What troubles me, of course, besides the fact that there are small creatures roosting in my hindquarters, is that there is something seriously wrong with my hygiene routine. I mean, I wash my hands after going to the loo, with soap!, and I don't make a habit of sniffing other folks' bums or handling raw sewerage, but in the last year I've had my first wart, two cats' worth of ringworm, and now this. Noone has ever, ever, ever told me that they have worms. Ever. So I have no way of judging what a reasonable rate of infestation might be, but this - this doesn't seem reasonable.

8 comments:

Shelley said...

You have cats. What they get you get unless you keep them in a separate room and wash with disinfectant after touching them. Keep in mind that the animals that you pat and quite possibly kiss clean their arses with their tongues.
Kids are worse as the pick up every germ going and pass most of them onto you. Something to look forward to, I suppose.

Alexis, Baron von Harlot said...

Good point. I should probably stop licking the cats.

Helen said...

It's the "incineration of the house" bit that worries me - isn't that taking things a little far?

genevieve said...

aah worms will make you feel like burning something (the house is a bit excessive, but I understand.) I used to have conniptions about them when my daughter had a scratching bout in her second year of school - I don't think she ever had them, really, I think it was just school getting to her - but she took quite a bit of that Vermox before I was satisfied, and there was massive laundering happening.
Then I managed to turn my brain off it for some reason - and along came nits. Unfortunately the worms put me off getting pets for the kids (though we had a coupla bunnies) - one child in particular would have loved a dog. He should have had one. I blame worms.

M L Jassy said...

Baron, I'm inclined to marvel at the sturdiness of the human internals. So there be verminous invaders. Nothing a leaflet drop of anti-wriggling propaganda to the neighbouring red blood clusters won't fix. Lobbing vermicide grenades will demolish their encampment, and a regular flodding with strawberry beer and a fair chug of whiskey (Irish) could also ruin their morale. Fight on Baron. Just as you did whenever the fleas got you. Others may be succeptible to hangover-inducing binges and sharkbites from oversurfing the crowded waters, but you seem to attract the nibbly and the unusual. I count myself proudly among the latter!
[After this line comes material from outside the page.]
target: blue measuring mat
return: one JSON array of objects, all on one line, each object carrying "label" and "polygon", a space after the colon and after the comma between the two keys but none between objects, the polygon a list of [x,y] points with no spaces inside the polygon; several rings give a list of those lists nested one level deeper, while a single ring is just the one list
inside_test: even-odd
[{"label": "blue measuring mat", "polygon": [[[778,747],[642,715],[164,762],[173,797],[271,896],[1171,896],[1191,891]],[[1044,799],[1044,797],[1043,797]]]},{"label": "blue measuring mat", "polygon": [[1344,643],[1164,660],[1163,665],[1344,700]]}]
Alexis, Baron von Harlot said...

H, so - a smidgen too far - but I have just pur-chased myself some contents insurance, so things are looking up on the incineration front.

G - parasitosis by proxy! That sounds as bad as the real thing.

Mitzi, that's the most rousing call to arms I've ever done heard. We will fight them on the beaches.

Alexis, Baron von Harlot said...
This comment has been removed by the author.
Luke Corbin said...

Congratulations Alexis. You now have a genuine excuse to endlessly repeat the most onomatopoeic of all words: YUK.